Victorian Playroom

In Collaboration with: Justine Poulin

About the project..

This visual studies seminar focused on ideas of ‘play’ as an entry into architectural language. We developed a vocabulary of forms and materials that are then unraveled in living spaces and landscapes embedded with color, texture and ornament.

For all that is odd and mundane, there is an architecture full of stuff, and an aesthetic of familiarity and cuteness. In Sianne Ngai’s book ‘Our Aesthetic Categories: Zany, Cute, Interesting’ she presents the notion of ‘cuteness’ as one of ‘mute poetics’, where language detaches from experience and propels a ‘de-verbalizing effect’, an aesthetic experience as an act of submission, and as an access to the enchantment of form and material. ‘ ‘We have seen how cuteness cutifies the language of the aesthetic response it compels, a verbal mimesis underscoring the judging subject’s empathetic desire to reduce the distance between herself and the object’. Sianne Ngai.

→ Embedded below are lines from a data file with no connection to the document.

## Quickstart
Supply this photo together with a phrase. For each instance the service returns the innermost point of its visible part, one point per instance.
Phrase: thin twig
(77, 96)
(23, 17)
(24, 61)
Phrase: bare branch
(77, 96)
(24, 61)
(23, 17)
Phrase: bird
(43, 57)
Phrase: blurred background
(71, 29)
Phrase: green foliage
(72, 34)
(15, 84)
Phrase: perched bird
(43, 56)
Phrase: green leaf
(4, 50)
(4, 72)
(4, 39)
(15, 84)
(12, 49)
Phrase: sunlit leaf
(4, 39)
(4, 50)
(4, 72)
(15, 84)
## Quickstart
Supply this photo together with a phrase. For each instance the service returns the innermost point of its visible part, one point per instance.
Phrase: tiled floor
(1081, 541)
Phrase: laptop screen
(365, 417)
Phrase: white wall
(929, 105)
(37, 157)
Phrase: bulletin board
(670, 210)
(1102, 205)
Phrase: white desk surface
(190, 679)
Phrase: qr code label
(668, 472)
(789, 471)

The design process is done by a recursive feedback between analog mediums and digital ones. We began the seminar by creating fresh paint brushes that were digitally reproduced by a sequence of steps: paint, photo, scan, mesh & print. The last step was using these digitally recreated paintbrushes to then overlay on a ready made Victorian room. The process of adding an overlay onto a pre-existing object, followed by the deletion of the object results in the creation of a new composition that can be read through a new lens.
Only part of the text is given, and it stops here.